In my own region, our unemployment rate is tied to the city of Vancouver. Of course, anybody who knows this country knows that Vancouver Island has a very different labour market than the city of Vancouver. It means that workers in my area collect far fewer weeks than the unemployment rate in our area actually would warrant if it were a more reasonable determination.
We know that there are some significant problems with the current employment insurance legislation. We also have heard members in this House speak about EI premiums. We know that over the years, workers and their employers have paid into the employment insurance fund, which used to be the unemployment insurance fund.
What we have also known is that this money has been siphoned off to pay down the debt. Some $54 billion to $57 billion of workers' and their employers' money has gone not into providing that social safety net, not into providing training and education for workers, not into providing some other benefits that would help an employer become more productive but into the government coffers. I would argue that in any other place, we would probably call that theft.
When people are talking about problems with the employment insurance fund and arguing that somehow or other a small measure for the self-employed is somehow not good enough, I would argue that we should support this measure and actually encourage the government to go further, to ensure that the funds that workers are paying are actually going toward programs that are going to support them and their companies, to look at how we can increase the self-employed benefits, and also at how we look at the overall fund.
I know that there is a lot of good work that has been done both by members of the New Democratic Party and also by the labour movement. I want to touch upon a couple of things that they have proposed in terms of changes that would be helpful with regard to creating a job strategy that ensures people have well-paying jobs and then looking at the social safety net that supports them when they do not have those jobs. One of the aspects I want to focus on very briefly is the fact that we need to ensure that we have well-paying jobs in manufacturing and forestry in this country. There are a couple of ways we can do that.

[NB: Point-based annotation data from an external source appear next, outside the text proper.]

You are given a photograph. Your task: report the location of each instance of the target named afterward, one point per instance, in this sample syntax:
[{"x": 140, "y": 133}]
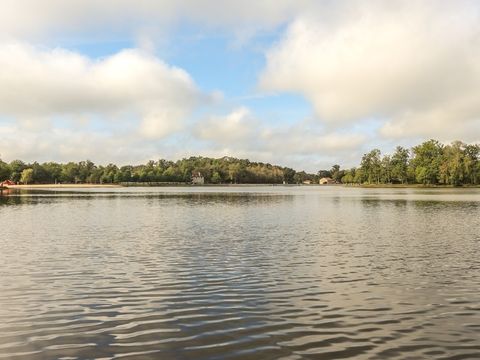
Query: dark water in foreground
[{"x": 240, "y": 273}]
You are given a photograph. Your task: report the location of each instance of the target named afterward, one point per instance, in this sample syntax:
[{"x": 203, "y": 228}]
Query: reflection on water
[{"x": 241, "y": 273}]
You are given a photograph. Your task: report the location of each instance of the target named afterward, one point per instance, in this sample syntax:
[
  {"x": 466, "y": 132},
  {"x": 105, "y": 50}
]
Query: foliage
[{"x": 429, "y": 163}]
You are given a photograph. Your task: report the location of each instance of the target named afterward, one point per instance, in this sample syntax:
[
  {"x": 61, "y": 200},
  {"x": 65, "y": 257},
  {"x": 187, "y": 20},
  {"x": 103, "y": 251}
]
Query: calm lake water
[{"x": 240, "y": 273}]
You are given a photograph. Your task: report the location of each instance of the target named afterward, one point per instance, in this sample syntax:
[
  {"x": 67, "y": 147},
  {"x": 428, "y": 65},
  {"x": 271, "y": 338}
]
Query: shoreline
[
  {"x": 64, "y": 186},
  {"x": 363, "y": 186}
]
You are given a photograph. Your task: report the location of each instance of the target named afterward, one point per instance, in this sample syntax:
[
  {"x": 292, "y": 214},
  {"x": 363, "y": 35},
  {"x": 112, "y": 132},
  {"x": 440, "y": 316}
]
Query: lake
[{"x": 253, "y": 272}]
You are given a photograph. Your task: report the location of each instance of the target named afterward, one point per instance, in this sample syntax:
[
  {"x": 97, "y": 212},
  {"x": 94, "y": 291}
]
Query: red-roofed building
[{"x": 6, "y": 183}]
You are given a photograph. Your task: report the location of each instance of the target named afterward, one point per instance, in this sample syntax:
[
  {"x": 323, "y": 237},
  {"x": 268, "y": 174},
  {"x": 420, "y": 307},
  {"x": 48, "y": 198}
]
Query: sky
[{"x": 299, "y": 83}]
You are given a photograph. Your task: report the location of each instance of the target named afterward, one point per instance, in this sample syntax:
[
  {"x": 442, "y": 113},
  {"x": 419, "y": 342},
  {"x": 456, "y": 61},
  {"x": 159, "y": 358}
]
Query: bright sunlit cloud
[{"x": 168, "y": 79}]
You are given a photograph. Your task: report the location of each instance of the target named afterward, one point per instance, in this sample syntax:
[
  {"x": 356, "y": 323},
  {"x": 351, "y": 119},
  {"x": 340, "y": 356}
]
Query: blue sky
[{"x": 304, "y": 83}]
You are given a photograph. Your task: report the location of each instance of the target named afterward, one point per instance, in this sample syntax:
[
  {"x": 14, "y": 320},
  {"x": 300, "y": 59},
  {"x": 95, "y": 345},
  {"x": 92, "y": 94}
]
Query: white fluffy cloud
[
  {"x": 34, "y": 19},
  {"x": 414, "y": 64},
  {"x": 42, "y": 83},
  {"x": 240, "y": 131}
]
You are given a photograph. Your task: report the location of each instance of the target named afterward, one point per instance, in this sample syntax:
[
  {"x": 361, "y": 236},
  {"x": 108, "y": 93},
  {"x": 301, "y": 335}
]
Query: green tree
[
  {"x": 371, "y": 166},
  {"x": 399, "y": 164},
  {"x": 27, "y": 176},
  {"x": 426, "y": 161}
]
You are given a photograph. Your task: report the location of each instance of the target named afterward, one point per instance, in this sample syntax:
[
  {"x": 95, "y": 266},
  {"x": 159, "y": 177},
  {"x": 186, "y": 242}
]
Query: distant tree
[
  {"x": 27, "y": 176},
  {"x": 371, "y": 166},
  {"x": 399, "y": 164},
  {"x": 427, "y": 158}
]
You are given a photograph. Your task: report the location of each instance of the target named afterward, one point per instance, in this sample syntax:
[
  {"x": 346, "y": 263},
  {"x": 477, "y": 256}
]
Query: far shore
[
  {"x": 49, "y": 186},
  {"x": 366, "y": 186}
]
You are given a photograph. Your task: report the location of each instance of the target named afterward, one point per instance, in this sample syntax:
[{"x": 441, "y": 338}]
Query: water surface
[{"x": 240, "y": 273}]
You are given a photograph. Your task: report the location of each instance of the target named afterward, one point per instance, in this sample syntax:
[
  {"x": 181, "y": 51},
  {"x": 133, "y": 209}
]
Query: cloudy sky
[{"x": 301, "y": 83}]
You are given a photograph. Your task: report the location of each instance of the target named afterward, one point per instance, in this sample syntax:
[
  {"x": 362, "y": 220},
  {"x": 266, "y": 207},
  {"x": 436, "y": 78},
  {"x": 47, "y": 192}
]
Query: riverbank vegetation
[
  {"x": 215, "y": 171},
  {"x": 430, "y": 163}
]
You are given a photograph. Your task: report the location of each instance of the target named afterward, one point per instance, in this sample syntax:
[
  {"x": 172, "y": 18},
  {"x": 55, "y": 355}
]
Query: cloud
[
  {"x": 240, "y": 133},
  {"x": 413, "y": 64},
  {"x": 237, "y": 127},
  {"x": 129, "y": 85},
  {"x": 29, "y": 19}
]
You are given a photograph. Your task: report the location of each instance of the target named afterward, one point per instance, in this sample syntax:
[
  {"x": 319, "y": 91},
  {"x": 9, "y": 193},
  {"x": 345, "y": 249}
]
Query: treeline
[
  {"x": 430, "y": 163},
  {"x": 215, "y": 171}
]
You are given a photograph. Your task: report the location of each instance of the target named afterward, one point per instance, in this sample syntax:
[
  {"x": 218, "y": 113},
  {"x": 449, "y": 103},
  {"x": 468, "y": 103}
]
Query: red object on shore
[{"x": 7, "y": 183}]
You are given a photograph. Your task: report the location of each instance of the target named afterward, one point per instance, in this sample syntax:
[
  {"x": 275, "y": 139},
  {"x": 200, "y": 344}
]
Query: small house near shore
[
  {"x": 326, "y": 181},
  {"x": 197, "y": 178},
  {"x": 6, "y": 183}
]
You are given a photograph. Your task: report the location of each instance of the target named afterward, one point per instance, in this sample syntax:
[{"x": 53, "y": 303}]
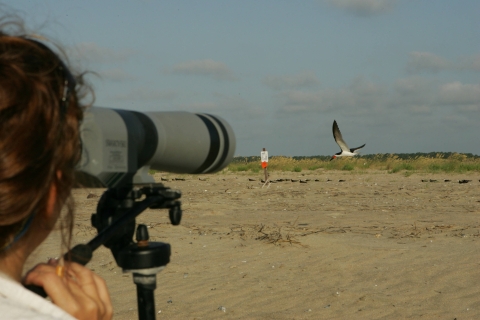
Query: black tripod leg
[{"x": 146, "y": 285}]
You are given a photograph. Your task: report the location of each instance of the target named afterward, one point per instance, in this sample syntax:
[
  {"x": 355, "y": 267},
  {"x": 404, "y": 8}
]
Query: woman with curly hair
[{"x": 40, "y": 114}]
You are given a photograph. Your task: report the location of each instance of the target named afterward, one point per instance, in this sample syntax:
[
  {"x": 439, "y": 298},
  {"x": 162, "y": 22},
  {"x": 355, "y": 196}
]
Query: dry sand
[{"x": 375, "y": 246}]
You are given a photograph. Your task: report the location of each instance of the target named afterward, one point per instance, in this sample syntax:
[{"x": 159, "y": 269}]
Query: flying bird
[{"x": 346, "y": 151}]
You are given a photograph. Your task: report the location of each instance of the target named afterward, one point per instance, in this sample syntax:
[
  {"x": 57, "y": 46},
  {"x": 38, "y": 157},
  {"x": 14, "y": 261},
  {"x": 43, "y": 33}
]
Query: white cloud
[
  {"x": 456, "y": 93},
  {"x": 296, "y": 81},
  {"x": 208, "y": 68},
  {"x": 358, "y": 97},
  {"x": 426, "y": 61},
  {"x": 90, "y": 51},
  {"x": 116, "y": 75},
  {"x": 471, "y": 63},
  {"x": 142, "y": 94},
  {"x": 363, "y": 7},
  {"x": 429, "y": 62}
]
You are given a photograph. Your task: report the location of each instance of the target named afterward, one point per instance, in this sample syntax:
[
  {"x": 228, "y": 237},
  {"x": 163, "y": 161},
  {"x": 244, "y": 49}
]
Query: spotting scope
[{"x": 119, "y": 147}]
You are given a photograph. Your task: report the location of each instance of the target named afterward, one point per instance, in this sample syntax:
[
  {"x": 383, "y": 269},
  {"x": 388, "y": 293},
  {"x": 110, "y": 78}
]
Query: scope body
[{"x": 120, "y": 146}]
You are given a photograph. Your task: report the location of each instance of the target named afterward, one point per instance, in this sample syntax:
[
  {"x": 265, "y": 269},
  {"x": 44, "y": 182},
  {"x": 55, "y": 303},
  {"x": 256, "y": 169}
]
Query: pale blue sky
[{"x": 401, "y": 76}]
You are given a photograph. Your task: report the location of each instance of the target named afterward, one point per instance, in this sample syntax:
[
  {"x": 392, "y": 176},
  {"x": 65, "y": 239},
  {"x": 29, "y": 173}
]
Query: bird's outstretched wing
[
  {"x": 353, "y": 149},
  {"x": 337, "y": 135}
]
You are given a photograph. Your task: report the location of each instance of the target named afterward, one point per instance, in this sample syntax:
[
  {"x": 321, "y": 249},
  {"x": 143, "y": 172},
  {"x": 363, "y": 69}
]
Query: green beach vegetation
[{"x": 392, "y": 163}]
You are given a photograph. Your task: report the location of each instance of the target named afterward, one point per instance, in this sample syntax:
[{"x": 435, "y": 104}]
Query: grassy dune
[{"x": 392, "y": 163}]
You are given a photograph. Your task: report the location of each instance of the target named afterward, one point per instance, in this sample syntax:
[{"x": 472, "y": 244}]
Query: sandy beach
[{"x": 336, "y": 245}]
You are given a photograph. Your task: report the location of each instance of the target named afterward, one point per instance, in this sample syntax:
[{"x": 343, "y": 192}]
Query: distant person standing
[{"x": 40, "y": 113}]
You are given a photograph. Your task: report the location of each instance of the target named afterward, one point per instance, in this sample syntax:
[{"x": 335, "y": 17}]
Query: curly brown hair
[{"x": 38, "y": 138}]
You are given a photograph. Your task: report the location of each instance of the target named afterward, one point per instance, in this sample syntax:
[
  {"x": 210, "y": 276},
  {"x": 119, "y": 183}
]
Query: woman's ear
[
  {"x": 52, "y": 199},
  {"x": 52, "y": 196}
]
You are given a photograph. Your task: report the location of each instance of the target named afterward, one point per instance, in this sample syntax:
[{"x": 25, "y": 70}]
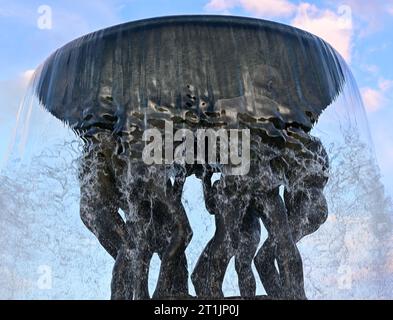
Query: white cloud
[
  {"x": 334, "y": 27},
  {"x": 376, "y": 98},
  {"x": 261, "y": 8}
]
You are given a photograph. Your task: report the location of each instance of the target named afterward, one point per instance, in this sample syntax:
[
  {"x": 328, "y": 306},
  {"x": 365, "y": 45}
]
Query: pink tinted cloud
[
  {"x": 377, "y": 98},
  {"x": 334, "y": 27},
  {"x": 261, "y": 8}
]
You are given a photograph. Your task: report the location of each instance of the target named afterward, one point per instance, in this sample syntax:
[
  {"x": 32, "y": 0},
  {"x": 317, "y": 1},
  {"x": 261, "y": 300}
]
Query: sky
[{"x": 359, "y": 29}]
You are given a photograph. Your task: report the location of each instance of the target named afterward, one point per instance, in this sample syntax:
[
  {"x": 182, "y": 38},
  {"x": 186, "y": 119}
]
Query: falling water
[{"x": 241, "y": 72}]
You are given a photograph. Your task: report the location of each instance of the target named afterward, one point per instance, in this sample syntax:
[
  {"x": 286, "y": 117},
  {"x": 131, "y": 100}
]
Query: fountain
[{"x": 201, "y": 81}]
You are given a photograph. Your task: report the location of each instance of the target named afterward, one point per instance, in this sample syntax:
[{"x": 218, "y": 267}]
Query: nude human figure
[
  {"x": 131, "y": 242},
  {"x": 209, "y": 273},
  {"x": 306, "y": 208}
]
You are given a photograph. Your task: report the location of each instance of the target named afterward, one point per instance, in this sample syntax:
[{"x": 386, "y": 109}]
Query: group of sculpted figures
[
  {"x": 156, "y": 221},
  {"x": 209, "y": 72}
]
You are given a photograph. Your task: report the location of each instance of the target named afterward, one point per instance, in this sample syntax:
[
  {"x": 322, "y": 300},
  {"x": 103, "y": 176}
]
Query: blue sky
[{"x": 359, "y": 29}]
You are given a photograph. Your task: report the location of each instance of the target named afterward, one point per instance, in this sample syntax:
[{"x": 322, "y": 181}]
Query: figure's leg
[
  {"x": 249, "y": 241},
  {"x": 141, "y": 229},
  {"x": 264, "y": 263},
  {"x": 210, "y": 270},
  {"x": 121, "y": 286},
  {"x": 308, "y": 211},
  {"x": 99, "y": 208},
  {"x": 288, "y": 257},
  {"x": 179, "y": 240}
]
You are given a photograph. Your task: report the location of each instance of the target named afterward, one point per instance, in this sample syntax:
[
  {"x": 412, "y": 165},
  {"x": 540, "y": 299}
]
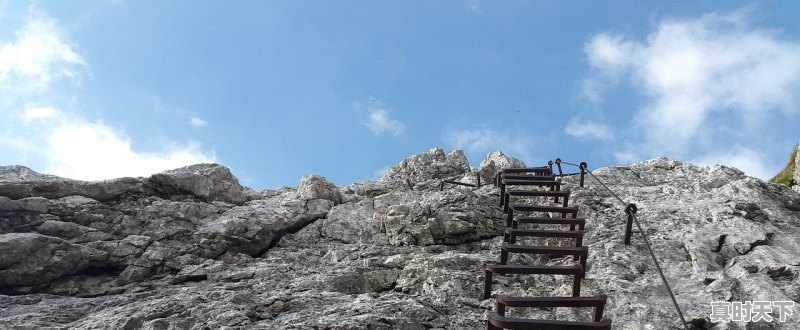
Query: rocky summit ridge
[{"x": 191, "y": 248}]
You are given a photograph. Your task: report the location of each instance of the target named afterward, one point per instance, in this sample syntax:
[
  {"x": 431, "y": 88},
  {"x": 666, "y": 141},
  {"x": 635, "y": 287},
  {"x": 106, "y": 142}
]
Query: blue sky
[{"x": 279, "y": 89}]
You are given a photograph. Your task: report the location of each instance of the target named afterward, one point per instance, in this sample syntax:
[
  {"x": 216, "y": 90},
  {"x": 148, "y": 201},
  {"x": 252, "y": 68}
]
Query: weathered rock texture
[
  {"x": 796, "y": 175},
  {"x": 192, "y": 249}
]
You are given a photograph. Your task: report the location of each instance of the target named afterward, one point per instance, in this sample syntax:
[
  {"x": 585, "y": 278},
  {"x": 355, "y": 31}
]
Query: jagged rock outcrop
[
  {"x": 188, "y": 249},
  {"x": 496, "y": 161},
  {"x": 427, "y": 166},
  {"x": 796, "y": 176}
]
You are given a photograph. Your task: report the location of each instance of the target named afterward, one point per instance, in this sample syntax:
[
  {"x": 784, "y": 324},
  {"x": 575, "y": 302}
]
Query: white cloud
[
  {"x": 478, "y": 142},
  {"x": 34, "y": 113},
  {"x": 45, "y": 136},
  {"x": 197, "y": 122},
  {"x": 743, "y": 158},
  {"x": 699, "y": 78},
  {"x": 37, "y": 57},
  {"x": 380, "y": 122},
  {"x": 74, "y": 147},
  {"x": 588, "y": 130}
]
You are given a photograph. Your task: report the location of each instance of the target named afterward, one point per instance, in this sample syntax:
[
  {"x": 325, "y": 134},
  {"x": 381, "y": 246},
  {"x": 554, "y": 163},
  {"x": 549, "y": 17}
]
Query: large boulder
[
  {"x": 496, "y": 161},
  {"x": 315, "y": 186},
  {"x": 209, "y": 182},
  {"x": 796, "y": 175},
  {"x": 434, "y": 164},
  {"x": 19, "y": 182},
  {"x": 29, "y": 259}
]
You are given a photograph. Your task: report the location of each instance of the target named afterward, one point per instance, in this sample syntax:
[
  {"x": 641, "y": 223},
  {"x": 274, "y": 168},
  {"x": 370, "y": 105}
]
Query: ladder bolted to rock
[{"x": 538, "y": 178}]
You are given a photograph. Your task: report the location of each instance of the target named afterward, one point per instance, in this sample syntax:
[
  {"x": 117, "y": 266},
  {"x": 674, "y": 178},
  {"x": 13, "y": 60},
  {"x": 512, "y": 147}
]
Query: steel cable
[{"x": 646, "y": 242}]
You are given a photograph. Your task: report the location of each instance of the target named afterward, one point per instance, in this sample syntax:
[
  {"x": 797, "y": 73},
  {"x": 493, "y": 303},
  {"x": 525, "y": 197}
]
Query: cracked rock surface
[{"x": 192, "y": 249}]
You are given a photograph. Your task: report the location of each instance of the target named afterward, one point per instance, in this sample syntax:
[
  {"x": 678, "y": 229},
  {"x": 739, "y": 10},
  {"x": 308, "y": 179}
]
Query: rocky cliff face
[{"x": 191, "y": 248}]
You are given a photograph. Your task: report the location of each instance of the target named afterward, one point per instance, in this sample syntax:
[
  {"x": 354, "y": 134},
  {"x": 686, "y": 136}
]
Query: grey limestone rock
[
  {"x": 192, "y": 249},
  {"x": 209, "y": 182},
  {"x": 496, "y": 161},
  {"x": 427, "y": 166},
  {"x": 796, "y": 175}
]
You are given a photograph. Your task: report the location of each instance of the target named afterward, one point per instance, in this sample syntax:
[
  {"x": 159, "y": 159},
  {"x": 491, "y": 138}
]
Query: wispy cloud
[
  {"x": 691, "y": 73},
  {"x": 81, "y": 149},
  {"x": 380, "y": 121},
  {"x": 37, "y": 128},
  {"x": 743, "y": 158},
  {"x": 37, "y": 57},
  {"x": 588, "y": 130},
  {"x": 197, "y": 122}
]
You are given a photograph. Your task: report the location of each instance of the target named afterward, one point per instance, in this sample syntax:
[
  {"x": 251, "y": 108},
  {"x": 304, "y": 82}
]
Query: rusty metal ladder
[{"x": 540, "y": 177}]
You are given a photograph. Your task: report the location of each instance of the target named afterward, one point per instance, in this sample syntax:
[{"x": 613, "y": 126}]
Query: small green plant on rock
[{"x": 785, "y": 176}]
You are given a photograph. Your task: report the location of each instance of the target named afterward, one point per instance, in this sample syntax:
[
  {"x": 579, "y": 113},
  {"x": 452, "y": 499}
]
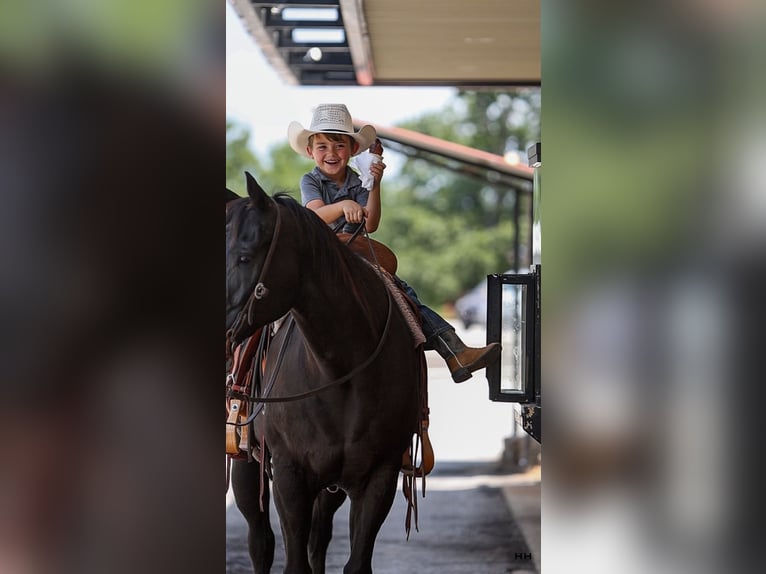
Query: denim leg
[{"x": 433, "y": 323}]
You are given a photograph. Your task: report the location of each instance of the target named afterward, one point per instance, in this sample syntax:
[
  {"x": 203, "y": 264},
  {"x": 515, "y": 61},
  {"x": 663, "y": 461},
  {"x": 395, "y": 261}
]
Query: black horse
[{"x": 352, "y": 348}]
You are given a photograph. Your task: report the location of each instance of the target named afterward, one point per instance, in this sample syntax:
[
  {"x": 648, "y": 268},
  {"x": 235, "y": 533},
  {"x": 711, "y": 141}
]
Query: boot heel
[{"x": 461, "y": 374}]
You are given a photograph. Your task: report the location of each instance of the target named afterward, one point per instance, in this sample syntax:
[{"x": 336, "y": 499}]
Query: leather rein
[{"x": 260, "y": 292}]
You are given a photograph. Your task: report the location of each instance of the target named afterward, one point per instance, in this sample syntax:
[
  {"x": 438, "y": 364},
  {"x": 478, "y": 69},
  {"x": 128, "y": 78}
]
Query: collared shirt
[{"x": 316, "y": 185}]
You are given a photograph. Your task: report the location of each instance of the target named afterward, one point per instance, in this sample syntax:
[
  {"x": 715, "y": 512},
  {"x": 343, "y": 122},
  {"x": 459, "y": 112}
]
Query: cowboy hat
[{"x": 332, "y": 119}]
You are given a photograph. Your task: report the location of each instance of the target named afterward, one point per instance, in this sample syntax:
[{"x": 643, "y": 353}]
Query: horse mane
[{"x": 340, "y": 266}]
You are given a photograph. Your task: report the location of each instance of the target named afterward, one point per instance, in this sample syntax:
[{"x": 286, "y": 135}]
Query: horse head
[{"x": 259, "y": 282}]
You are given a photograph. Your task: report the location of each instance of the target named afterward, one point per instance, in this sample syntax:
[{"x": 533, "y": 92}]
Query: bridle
[{"x": 259, "y": 292}]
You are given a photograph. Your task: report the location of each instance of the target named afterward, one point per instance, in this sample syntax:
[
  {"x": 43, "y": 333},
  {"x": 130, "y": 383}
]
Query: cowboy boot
[{"x": 462, "y": 360}]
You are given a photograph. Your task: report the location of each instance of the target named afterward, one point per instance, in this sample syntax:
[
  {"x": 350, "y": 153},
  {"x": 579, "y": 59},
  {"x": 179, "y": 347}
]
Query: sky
[{"x": 257, "y": 97}]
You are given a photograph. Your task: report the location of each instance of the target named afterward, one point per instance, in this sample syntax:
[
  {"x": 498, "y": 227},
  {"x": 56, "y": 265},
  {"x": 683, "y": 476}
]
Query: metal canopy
[{"x": 461, "y": 43}]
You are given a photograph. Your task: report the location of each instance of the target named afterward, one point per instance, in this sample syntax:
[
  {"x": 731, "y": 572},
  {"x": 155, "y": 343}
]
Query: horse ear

First of all, we can ensure that we develop sector strategies that look at investments in forestry and manufacturing. We can ensure that the raw resources are processed here in Canada, that they are value added and ensure that we add as much value in order to keep those jobs in our communities. We can also work to prevent plant closures by investing in those plants, helping those companies upgrade equipment, so that they are productive and efficient.
In closing, I urge all members of this House to support this bill at second reading and get it to committee, so that we can have a further discussion around the kinds of changes that we need to see to the employment insurance legislation.